Няня моя обращалась со мной все еще как с ребенком. Она нисколько не считалась с моей стыдливостью. А я все еще стеснялся своей жены. Когда она входила в комнату, я прикрывал чем-нибудь таз с моей чахоточной мокротой, поспешно причесывал голову и бороду, поправлял ночной колпак. Кормилицы же я вовсе не стыдился. Почему эта женщина, которая, собственно, не имела ко мне никакого отношения, так глубоко вошла в мою жизнь? Я припоминаю, что в этой самой комнате над абамбаром* зимой устанавливали корси. Я, кормилица и та потаскуха спали вокруг корси. Когда я открывал в полумраке глаза, узор, вышитый на занавеске, закрывавшей дверь, оживал передо мной, и что это был за удивительный и страшный узор: там был изображен сгорбленный старик в чалме, похожий на индийского йога. Он сидел под кипарисом и держал в руке какой-то музыкальный инструмент, вроде сетара. Красивая молодая девушка, похожая на Бугам Даси, танцовщицу в индийском капище, стояла перед ним со скованными цепью руками, как если бы ее привели насильно и заставили танцевать перед стариком. Я думал: может быть, этого старика тоже бросали в колодец вместе с черной коброй? Может быть, поэтому он стал такой сгорбленный и голова и борода его поседели?
Это была одна из тех индийских шитых занавесок, которые, наверное, отец или дядя прислали из дальних стран. Чем больше я вглядывался в нее, тем больше боялся. В страхе я расталкивал кормилицу, и она, заспанная, со зловонным дыханием и жесткими черными волосами, которые терли мне лицо, прижимала меня к себе. А утром, когда я открывал глаза, она казалась мне похожей на ту картинку. Только морщины на ее лице были глубже и резче.

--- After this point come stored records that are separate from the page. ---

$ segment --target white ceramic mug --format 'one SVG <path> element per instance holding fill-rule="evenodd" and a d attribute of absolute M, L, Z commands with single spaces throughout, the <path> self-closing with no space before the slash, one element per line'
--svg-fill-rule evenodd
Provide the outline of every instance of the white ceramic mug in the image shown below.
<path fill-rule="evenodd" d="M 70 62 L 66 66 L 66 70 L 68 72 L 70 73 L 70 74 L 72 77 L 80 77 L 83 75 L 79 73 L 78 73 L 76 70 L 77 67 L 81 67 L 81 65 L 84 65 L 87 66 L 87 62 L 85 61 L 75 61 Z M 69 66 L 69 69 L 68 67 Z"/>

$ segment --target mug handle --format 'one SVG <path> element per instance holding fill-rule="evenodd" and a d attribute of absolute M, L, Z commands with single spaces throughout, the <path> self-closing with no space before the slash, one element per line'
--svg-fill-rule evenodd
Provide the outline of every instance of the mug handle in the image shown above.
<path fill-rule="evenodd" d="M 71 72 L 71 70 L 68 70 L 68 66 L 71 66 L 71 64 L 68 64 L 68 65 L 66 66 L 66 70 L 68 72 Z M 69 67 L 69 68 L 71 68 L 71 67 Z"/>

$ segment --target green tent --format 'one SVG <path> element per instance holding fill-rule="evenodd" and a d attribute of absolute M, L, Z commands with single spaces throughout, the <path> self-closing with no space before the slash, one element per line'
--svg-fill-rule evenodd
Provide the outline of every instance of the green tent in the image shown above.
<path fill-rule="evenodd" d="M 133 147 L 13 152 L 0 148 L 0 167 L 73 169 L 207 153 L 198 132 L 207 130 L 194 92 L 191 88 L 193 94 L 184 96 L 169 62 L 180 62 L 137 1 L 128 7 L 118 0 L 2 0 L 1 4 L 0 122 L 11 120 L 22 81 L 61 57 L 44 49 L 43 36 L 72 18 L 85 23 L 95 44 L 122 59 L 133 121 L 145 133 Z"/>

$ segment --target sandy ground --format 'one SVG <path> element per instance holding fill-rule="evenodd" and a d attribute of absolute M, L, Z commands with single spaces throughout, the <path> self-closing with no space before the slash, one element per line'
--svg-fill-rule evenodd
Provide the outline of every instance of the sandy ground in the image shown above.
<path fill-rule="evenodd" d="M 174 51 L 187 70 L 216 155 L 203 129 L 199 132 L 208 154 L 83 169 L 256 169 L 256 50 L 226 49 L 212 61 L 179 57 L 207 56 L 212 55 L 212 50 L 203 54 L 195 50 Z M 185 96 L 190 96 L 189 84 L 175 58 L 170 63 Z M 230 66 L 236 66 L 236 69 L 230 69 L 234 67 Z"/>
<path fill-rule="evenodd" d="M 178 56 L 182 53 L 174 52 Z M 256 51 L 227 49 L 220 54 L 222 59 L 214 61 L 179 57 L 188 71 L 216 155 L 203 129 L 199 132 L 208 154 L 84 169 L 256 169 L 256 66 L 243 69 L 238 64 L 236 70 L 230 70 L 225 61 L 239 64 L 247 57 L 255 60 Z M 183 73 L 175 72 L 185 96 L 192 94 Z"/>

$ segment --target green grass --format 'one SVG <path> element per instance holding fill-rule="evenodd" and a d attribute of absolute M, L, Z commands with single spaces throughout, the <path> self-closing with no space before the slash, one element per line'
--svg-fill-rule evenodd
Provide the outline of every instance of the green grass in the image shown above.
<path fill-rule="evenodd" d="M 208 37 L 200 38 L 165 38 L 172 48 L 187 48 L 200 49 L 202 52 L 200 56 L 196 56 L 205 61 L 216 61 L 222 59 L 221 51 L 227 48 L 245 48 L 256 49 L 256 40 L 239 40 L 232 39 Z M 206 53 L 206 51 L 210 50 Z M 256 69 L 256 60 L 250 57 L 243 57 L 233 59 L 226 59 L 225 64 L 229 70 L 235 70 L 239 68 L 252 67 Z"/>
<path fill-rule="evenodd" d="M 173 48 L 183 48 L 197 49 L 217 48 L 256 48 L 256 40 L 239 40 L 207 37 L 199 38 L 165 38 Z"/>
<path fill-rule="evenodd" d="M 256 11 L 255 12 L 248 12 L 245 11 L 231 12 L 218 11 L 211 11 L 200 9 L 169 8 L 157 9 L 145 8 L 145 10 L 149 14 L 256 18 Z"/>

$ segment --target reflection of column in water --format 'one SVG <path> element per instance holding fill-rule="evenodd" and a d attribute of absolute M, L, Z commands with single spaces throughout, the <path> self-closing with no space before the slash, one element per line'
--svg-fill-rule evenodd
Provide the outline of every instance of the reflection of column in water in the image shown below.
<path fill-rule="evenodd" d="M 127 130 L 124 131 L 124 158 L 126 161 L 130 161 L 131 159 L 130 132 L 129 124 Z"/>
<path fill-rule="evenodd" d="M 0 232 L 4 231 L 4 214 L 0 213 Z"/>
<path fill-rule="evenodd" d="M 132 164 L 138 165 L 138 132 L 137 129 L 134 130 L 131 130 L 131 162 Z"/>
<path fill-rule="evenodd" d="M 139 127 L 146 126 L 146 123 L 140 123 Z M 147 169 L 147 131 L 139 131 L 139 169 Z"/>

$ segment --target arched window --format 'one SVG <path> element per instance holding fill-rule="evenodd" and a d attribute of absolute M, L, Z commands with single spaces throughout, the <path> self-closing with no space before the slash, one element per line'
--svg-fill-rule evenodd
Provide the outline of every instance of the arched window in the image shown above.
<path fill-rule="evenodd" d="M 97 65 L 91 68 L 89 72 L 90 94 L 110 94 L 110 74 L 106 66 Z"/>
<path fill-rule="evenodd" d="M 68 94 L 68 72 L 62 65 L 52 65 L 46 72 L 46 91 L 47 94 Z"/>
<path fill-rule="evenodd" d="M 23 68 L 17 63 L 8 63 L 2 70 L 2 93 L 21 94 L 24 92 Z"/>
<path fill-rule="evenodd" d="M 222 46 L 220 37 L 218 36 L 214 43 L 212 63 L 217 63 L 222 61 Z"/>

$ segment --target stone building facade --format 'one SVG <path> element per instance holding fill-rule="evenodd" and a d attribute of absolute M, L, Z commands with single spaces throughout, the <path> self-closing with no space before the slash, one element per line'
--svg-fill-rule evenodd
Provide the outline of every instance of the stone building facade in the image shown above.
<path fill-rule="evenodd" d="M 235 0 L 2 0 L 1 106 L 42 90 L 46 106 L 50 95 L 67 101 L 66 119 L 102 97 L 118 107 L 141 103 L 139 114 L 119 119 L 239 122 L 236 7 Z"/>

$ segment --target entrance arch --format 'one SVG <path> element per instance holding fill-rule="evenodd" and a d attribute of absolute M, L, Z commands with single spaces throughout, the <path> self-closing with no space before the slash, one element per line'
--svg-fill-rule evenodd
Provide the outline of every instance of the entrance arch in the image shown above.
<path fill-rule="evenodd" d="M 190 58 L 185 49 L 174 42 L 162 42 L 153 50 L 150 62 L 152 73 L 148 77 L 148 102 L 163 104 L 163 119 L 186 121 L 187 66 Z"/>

Обычно я вспоминал свое детство, чтобы забыться, чтобы бежать от себя самого. Чтобы почувствовать себя таким, каким я был до болезни, здоровым, я воображал, что я еще ребенок и что есть добрая душа, которая меня жалеет, жалеет ребенка, обреченного скоро умереть. В страшные минуты моей жизни, когда я видел спокойное лицо моей кормилицы, бледное лицо с глубоко запавшими неподвижными, очень темными глазами, с тонкими крыльями носа и широким костистым лбом, во мне пробуждались воспоминания о том времени. Возможно, она излучала таинственные волны, которые меня успокаивали. На виске у нее была мясистая родинка, на которой росли волосы, — я, кажется, только сегодня заметил ее родинку — до этого смотрел на ее лицо, но никогда так не вглядывался.